My input is a 3 dimensional array [samples, time step,feature]. My response variable is a 1d array with five classes, encoded as integers 0 through 4.

I can train the model, but the predict result returns (roughly) the fractional total of each of the classes for every sample.
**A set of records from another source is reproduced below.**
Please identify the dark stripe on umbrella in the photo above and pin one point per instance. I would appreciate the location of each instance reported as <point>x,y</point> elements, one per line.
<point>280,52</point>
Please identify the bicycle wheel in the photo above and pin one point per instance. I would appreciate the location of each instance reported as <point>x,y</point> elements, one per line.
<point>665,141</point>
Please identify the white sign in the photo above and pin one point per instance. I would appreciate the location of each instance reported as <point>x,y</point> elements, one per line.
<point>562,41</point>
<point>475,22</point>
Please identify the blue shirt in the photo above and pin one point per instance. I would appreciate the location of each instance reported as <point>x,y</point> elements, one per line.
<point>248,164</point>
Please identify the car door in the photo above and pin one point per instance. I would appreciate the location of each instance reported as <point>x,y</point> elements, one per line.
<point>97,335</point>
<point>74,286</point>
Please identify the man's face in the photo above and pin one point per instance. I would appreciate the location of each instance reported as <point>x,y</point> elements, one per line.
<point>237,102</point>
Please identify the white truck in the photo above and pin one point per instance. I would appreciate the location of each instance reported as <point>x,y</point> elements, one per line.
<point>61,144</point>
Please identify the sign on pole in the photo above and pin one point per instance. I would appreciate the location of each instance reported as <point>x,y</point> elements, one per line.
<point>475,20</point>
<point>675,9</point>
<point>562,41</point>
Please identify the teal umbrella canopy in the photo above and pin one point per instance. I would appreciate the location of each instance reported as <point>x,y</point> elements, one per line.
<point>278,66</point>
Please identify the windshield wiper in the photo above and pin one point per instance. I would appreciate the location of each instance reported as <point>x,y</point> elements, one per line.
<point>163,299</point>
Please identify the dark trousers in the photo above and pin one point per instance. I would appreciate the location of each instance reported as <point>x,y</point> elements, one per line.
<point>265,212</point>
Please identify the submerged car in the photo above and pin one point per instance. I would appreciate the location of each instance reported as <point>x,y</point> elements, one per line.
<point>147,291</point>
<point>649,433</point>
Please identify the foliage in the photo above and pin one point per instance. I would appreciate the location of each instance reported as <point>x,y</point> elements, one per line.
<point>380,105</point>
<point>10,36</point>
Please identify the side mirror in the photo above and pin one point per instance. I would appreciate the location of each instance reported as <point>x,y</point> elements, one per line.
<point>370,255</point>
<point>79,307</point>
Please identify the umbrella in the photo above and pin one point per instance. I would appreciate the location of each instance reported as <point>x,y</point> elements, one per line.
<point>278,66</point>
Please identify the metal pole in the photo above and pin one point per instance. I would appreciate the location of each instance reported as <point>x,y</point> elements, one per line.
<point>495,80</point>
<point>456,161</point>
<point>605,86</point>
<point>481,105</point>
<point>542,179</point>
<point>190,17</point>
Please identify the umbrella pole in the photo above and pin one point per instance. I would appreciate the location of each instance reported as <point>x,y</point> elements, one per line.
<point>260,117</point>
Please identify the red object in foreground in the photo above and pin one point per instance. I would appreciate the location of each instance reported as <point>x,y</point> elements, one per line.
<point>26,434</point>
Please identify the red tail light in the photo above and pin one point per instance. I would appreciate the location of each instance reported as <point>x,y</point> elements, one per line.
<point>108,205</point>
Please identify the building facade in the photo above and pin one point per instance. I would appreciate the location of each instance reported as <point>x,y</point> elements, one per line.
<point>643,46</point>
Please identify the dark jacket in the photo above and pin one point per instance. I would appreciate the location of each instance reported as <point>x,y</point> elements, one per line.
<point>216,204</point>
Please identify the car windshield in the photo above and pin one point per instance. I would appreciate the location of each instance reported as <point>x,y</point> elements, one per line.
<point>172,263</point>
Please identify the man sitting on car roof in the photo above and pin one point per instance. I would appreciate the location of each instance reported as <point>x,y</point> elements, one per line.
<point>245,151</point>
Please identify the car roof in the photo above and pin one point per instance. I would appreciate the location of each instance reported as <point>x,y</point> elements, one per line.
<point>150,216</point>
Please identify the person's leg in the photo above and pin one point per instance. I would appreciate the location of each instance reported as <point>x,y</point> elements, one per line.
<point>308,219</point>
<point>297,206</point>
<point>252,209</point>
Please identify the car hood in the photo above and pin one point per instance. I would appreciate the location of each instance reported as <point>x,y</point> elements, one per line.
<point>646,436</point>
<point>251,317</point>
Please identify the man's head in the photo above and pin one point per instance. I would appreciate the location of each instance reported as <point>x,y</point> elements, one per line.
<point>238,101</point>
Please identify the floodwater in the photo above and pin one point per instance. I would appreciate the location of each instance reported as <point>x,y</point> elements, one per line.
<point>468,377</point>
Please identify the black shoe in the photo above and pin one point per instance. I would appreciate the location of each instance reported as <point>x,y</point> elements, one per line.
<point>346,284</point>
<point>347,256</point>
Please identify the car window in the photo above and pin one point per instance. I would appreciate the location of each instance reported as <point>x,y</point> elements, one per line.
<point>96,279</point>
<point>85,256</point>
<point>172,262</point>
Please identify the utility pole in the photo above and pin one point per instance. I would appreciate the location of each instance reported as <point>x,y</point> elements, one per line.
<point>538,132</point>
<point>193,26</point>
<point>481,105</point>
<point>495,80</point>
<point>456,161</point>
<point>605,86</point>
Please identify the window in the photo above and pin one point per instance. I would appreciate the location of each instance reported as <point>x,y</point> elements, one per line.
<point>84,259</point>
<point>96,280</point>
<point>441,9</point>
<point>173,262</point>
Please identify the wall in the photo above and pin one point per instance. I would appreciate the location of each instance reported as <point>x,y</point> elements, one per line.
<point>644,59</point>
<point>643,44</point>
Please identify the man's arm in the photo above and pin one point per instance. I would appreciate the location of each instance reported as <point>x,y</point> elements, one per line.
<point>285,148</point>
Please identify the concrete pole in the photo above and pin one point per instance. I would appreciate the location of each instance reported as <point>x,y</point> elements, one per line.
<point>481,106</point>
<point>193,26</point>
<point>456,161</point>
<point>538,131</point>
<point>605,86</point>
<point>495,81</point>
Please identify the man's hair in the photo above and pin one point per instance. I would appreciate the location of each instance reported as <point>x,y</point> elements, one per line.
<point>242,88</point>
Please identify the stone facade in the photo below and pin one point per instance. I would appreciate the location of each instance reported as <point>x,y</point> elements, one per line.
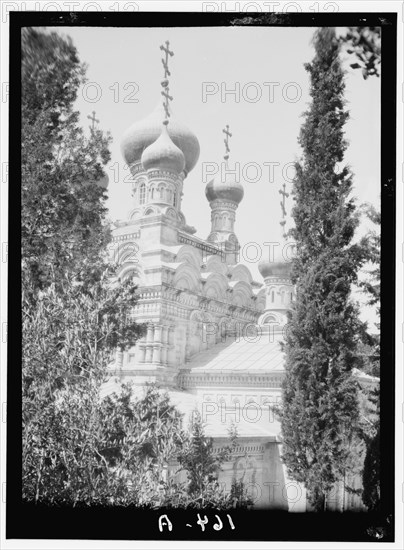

I'm wondering if anyone can point me to what I'm doing wrong.

The code segment below will download the training data from a google cloud bucket (~111MB - beware!)

Any help would be greatly appreciated.

library(keras)
# set working dir
# change this to a scratch location of your choosing
workingDir <- "/nfs/scratch/fcn"

#specify destination of file
dest.file <- paste(workingDir,"/trainingData.RData",sep="")

#get data and load
#file is ~ 111 MBytes
download.file("http://data.terra-analytics.net/train_data.RData",dest.file)
load(dest.file)

#'x' data is a 3-dimensional array [x,y,z] with dimensions [n,66,32] where
#x is the sample
#y is timestep
#z is the feature

dim(x_train)
dim(x_val)

#'y' data is the output classes (n=5) encoded as a 1d array 
#with integer values of 0 to 4
dim(y_train)
dim(y_val)
str(y_train)
unique(y_train)

#implement the FCN architecture based on
#https://github.com/hfawaz/dl-4-tsc/blob/master/classifiers/fcn.py

get_fcn <- function(input_shape = c(66,32),
                    num_classes = 5) {

  inputs <- layer_input(shape = input_shape)

  conv1 <- inputs %>%
    layer_conv_1d(filters = 128, kernel_size = c(8), padding = "same") %>%
    layer_batch_normalization() %>%
    layer_activation("relu") 

  conv2 <- conv1 %>%
    layer_conv_1d(filters = 256, kernel_size = c(5), padding = "same") %>%
    layer_batch_normalization() %>%
    layer_activation("relu") 

  conv3 <- conv2 %>%
    layer_conv_1d(filters = 128, kernel_size = c(3), padding = "same") %>%
    layer_batch_normalization() %>%
    layer_activation("relu") 

  gap_layer <- conv3 %>% 
    layer_global_average_pooling_1d()

  output_layer <- gap_layer %>%
    layer_dense(units = num_classes, activation = "softmax")      

  model <- keras_model(
    inputs = inputs,
    outputs = output_layer
  )

  model %>% compile(
    optimizer = optimizer_adam(),
    loss = 'sparse_categorical_crossentropy',
    metrics = 'accuracy'
  )

  return(model)
}

callbacks <- list(callback_reduce_lr_on_plateau(monitor = 'loss', factor = 0.5, patience = 50, min_lr =0.0001),
                  callback_model_checkpoint(filepath = "satmodel_test.hd5",monitor = 'loss', save_best_only = TRUE))

model <- get_fcn()

train_history <- model %>% fit(
  x = x_train, 
  y = y_train,
  validation_data = list(x_val,y_val),
  callbacks = callbacks,
  epochs = 50,
  batch_size = 100)

plot(train_history)

out_y <- predict(model,x_val)

out_y[1,]
#[1] 0.68179649 0.12124907 0.12744266 0.04772407 0.02178771

out_y[1000,]
#[1] 0.68179649 0.12124907 0.12744266 0.04772407 0.02178771

sum(y_val == 0)/length(y_val)
#[1] 0.6845466

sum(y_val == 1)/length(y_val)
#[1] 0.1272882
skeydan commented 5 years ago

The R code itself looks good to me,- did you try running the Python version and see if you get the same results? Is the original Python version supposed to be working with multivariate data?

smorford commented 5 years ago

Thanks skeydan. I found that if I reduced the number of features in the training data, the model worked correctly. This can be closed.